The chart below compares the same data accessed as bucketed vs non-bucketed table queries for three different variations. Those queries were chosen in such a way to demonstrate what a combination of big-medium, big-big table joins look like.

 

Primarily we have three datasets used for the queries,

catalog_sales – 164 GB, 143 Million rows (Big)

store_sales – 220 GB, 2.87 Billion rows (Big)

store_returns – 25 GB, 287 Million rows (Medium)

Query 1: Big-Medium tables join. This query has a join between the catalog_sales and store_returns tables.

Query 2: Join 2 Big-Medium tables. This query has a join of 2 joins. catalog_sales joined with store_returns and store_sales joined with store_returns.

Query 3: Two big tables join. This query has a join between the catalog_sales and store_sales tables. (Yes, the graphic looks unusual. No, this is not a mistake.)

 

In all cases, bucketed tables take less time to return than non-bucketed tables; 2-3x faster in the case of the first and second queries. In the case of the third query, the non-bucketed join results in `out of memory` for the given test resources.

 

For a traditional hash join on the non-bucketed tables, when joining the two big tables store_sales (220GB) and catalog_sales (164GB), the smaller one is broadcasted in each worker node in Okera to perform the join between each row of these tables. But since the catalog_sales table, while technically the “smaller” one, is still 164GB, it would not fit into the memory of the worker node used in this test which has a memory cap of 64 GB. 

 

This problem is solved in the case of the bucketed table, where the join between the two tables happens only at the bucket level; for each bucket on the store_sales table, corresponding catalog_sales buckets are loaded for join comparison. This way, the memory utilization is kept very low. 

 

Conclusion

As we just went through, bucketing is very useful for certain big dataset joins which would otherwise not be possible without using up higher-end compute resource capacity.

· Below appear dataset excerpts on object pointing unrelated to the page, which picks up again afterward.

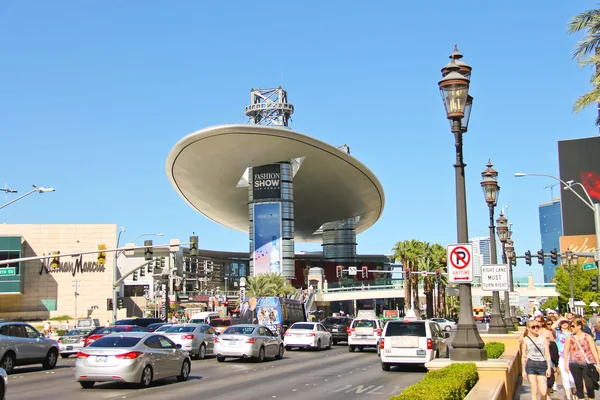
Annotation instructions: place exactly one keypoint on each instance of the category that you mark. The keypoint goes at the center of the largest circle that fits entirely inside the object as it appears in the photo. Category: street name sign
(460, 265)
(589, 266)
(513, 299)
(7, 271)
(494, 277)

In addition, bucketing is more efficient for queries with filters on bucketing columns and aggregates.

 

Bucketing tables also can result in more efficient use of overall resources; memory utilization is low when the joins are done at the bucket level, instead of doing a full broadcast join of one of the tables. The greater the number of buckets, the less memory is needed — but too many buckets can create unneeded parallelism. It may take some experimenting at first, but eventually, you will figure out the ideal bucket count for highly efficient scans of the datasets.